Removes attack categories
The lesson for 2025 is that you cannot outrun this attack. The exploit window is shrinking faster than patch cycles can squeeze it, and AI-generated malware is bypassing the detection tools organizations have relied on for decades. The Venn diagram of “willing to attack” and “has the technical ability to attack” used to be a sliver, but it’s growing every month. At the same time, we’re building more software, faster. And if the attack on the supply chain is coming soon in 2026, what will 2027 look like with model capabilities driven to 10?
Thinking at speed and attacking out will get teams so far in the current position. Instead, the smart move is to eliminate all vulnerability categories, freeing teams to focus on the remaining areas. This is the Chainguard Libraries approach, which rebuilds every open source library from proven, profitable source code. The idea behind the Libraries is to make all classes of attacks structurally impossible, protecting users from CI/CD hijacking, dependency confusion, long-lived token theft, or package distribution attacks. When tested against 8,783 malicious npm packages, Chainguard Libraries blocked 99.7%. Against 3,000 malicious Python packages, they blocked about 98%.

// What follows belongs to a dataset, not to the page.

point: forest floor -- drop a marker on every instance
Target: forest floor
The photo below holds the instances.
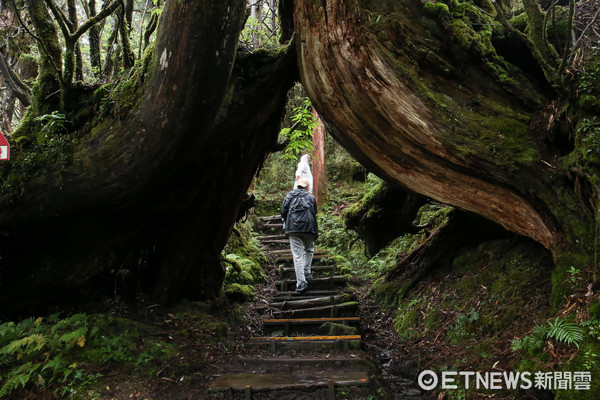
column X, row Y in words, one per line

454,600 malicious packages last year. 394,877 in one quarter. A student in Algeria developed a ransomware that hit 85 targets in its first month. A 17-year-old girl spent a record 7 million dollars to buy Pokémon cards. The tools that enable these attacks are becoming cheaper, faster, and more accessible. Instead of cringing when the next Axios or Shai-Hulud arrives next week or next month, you can just read about it over your coffee cup while your organization populates production systems, artifact managers, and developer workstations from Chainguard Libraries.
Note: This article was expertly written and contributed by Patrick Smyth, Senior Developer Relations Engineer, Chainguard.